Les présidents de plusieurs syndicats de professionnels de santé libéraux réunis au sein du groupe dit du G14 (1) ont organisé, à Paris, la première journée dite de l'interprofessionnalité.
Il s'agissait, précise le Dr Pierre Costes, président de MG-France, d'une « réunion publique d'appropriation » de la réflexion actuelle sur l'interprofessionnalité, idée déjà bien moulinée par les états-majors nationaux (notamment au sein du Centre national des professions de santé). Mais force est de constater que le concept n'attire pas les foules : la salle de 600 places qui avait été réservée était beaucoup trop vaste pour la quarantaine de professionnels de santé libéraux présents (quelques médecins mais aussi des kinés, des biologistes, des pharmaciens, des infirmières, etc.).
Généralistes : révolution des mentalités
Pourtant, les leaders des syndicats nationaux présents ont insisté sur l'urgente nécessité d'un rapprochement des diverses professions de santé libérales au niveau local. Cette démarche se présente comme une réponse collective à « l'intrication des différents métiers autour des soins primaires », mais elle vise aussi à faire face « à l'expansion de l'hospitalcentrisme ». L'interprofessionnalité peut donc concerner l'organisation de la distribution des soins, la permanence des soins en ville, les contrats de bonne pratique, la réalisation de certains actes ou la prise en charge de pathologies.
Au nom des généralistes, le Dr Costes (MG-France) a expliqué le changement d'état d'esprit récent des médecins de famille.
« Pendant longtemps, a-t-il déclaré, les généralistes ont demandé à leur syndicat de leur donner plus de boulot, de nouveaux champs d'activité en ville qui mordaient sur les spécialistes, la gynéco, la pédiatrie, la gériatrie, les paramédicaux. Cette demande a changé. Les généralistes ne veulent plus tout faire. La réorientation des métiers mais aussi la démographie ouvrent des perspectives fantastiques pour reconstruire l'offre libérale. Pour les généralistes, cela signifie notamment déléguer une partie de leur travail à d'autres dans le cadre de démarches coordonnées, par exemple, aux infirmières, la surveillance à domicile simple de patients. On ne doit plus se lancer des pierres mais plutôt s'organiser face à l'hôpital. »
Jean Benoît, président du Syndicat des biologistes (SDB), a affirmé, dans le même registre, que « le regard des professions les unes sur les autres (les prescripteurs, les prescrits) avait changé » ; il a regretté le « décalage entre la réflexion bien aboutie au niveau national et celle de la base ». « Il n'y a pas de Satan parmi nous! », a-t-il résumé. Les choses ne sont effectivement pas aussi simples localement, comme le montrent les tensions qui persistent au sein des centres départementaux des professions de santé (CDPS). La loi pourrait toutefois aller plus vite que l'évolution des mentalités. François Maignien, ancien président de la Fédération française des masseurs-kinésithérapeutes rééducateurs (FFMKR), a rappelé que l'interprofessionnalité venait de s'incarner dans les textes.
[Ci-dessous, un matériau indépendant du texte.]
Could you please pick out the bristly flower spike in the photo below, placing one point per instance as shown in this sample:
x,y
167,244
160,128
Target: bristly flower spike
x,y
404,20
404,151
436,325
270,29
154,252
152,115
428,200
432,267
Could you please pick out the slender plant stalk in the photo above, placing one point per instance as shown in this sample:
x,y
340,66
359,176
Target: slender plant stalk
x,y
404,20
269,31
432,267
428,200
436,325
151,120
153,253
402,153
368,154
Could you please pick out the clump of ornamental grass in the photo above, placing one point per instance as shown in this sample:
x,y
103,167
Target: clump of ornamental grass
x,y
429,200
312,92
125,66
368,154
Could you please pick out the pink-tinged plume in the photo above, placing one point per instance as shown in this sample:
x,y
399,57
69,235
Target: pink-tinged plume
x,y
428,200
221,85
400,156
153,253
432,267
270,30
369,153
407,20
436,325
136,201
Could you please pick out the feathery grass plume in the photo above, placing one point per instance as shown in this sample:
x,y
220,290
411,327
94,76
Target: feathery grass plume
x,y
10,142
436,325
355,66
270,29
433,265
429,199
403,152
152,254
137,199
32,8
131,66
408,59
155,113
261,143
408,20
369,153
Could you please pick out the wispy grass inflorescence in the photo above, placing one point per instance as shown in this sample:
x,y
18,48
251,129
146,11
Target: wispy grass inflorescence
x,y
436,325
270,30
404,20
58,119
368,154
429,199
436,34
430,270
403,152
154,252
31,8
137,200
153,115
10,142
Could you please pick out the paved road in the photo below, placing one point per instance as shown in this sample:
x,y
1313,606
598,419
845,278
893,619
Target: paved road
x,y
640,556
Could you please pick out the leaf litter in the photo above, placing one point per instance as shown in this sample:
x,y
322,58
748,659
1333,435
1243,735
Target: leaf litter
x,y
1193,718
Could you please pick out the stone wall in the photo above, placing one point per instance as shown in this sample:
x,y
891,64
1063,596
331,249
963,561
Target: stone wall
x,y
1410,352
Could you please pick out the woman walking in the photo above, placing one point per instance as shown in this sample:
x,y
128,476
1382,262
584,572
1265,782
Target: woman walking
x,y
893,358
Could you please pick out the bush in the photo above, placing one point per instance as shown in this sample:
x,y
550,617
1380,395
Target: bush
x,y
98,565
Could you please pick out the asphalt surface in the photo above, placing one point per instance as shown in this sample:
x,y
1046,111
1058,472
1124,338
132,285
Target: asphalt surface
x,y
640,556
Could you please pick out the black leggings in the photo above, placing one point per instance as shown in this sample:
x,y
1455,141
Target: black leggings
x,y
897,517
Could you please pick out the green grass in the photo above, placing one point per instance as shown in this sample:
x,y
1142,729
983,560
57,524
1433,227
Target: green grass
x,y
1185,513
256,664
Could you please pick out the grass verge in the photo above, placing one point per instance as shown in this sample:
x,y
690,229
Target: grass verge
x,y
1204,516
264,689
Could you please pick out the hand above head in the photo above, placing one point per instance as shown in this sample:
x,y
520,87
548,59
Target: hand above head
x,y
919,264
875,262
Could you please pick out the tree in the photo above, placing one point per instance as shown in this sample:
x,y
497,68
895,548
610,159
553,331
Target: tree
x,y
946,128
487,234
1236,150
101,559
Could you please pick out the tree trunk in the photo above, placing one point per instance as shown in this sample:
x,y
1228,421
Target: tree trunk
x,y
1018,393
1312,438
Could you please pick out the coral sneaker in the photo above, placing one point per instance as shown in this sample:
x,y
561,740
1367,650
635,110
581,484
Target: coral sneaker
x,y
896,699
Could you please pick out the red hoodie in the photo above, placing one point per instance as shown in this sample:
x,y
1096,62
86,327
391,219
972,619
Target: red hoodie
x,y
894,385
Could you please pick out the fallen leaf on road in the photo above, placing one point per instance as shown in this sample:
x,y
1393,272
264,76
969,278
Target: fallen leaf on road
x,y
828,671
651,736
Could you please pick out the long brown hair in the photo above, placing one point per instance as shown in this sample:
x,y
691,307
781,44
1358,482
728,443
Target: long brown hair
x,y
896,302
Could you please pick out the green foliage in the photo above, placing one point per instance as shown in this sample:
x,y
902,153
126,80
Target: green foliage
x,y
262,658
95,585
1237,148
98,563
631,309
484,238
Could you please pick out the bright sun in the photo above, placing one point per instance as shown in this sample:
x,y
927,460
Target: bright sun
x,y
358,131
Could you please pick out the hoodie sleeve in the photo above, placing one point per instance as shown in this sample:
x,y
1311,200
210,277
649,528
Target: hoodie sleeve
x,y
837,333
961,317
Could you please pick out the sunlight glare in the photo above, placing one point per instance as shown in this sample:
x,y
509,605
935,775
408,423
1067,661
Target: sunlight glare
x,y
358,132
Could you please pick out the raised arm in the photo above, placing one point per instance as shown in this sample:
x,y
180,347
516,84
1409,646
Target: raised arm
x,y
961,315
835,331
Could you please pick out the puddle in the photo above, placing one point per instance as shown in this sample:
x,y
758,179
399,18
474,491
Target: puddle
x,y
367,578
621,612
Un amendement du gouvernement au projet de loi de financement de la Sécurité sociale pour 2002 (PLFSS) prévoit un socle conventionnel « interprofessionnel » édictant les règles communes à l'ensemble des professionnels de santé exerçant en ville.
Ne pas être « autiste »
En vertu de l'adage qui veut que l'union fait la force, les responsables des syndicats concernés attendent de cette démarche un positionnement plus crédible du secteur ambulatoire. « Les professionnels de santé libéraux ne pourront demander des modifications de nomenclature que s'ils peuvent les objectiver », explique Bernard Capdeville, président de la Fédération des syndicats pharmaceutiques de France (FSPF) .
Dans la salle, plusieurs médecins ou professionnels de santé paramédicaux ont salué cette « démarche intellectuelle » jugée souvent « sympathique ». Mais ils attendent sur le terrain des outils (légers), des protocoles de soins (souples) et surtout des aides financières pour pouvoir concrétiser l'interprofessionnalité au-delà des staffs locaux existants ou de réseaux de soins qui fonctionnent tant bien que mal.
Pour le Dr Costes, « l'interpro, c'est d'abord une approche, une culture, un état d'esprit que chacun doit s'approprier dans son unité de proximité ». « Pour le suivi du patient diabétique, ajoute-t-il, cela peut être un protocole entre des libéraux mais aussi une campagne d'information dans un quartier sensible. »
Le groupe de réflexion du G14 réunit notamment des représentants des généralistes (MG-France), du Syndicat des médecins de groupe (SNMG), des biologistes, des orthoptistes, des orthophonistes, des pharmaciens, des chirurgiens-dentistes, des infirmières, des kinés et des podologues. L'Union collégiale des chirurgiens et spécialistes français (UCCSF) a pris ses distances avec ce groupe, de l'aveu même de son président.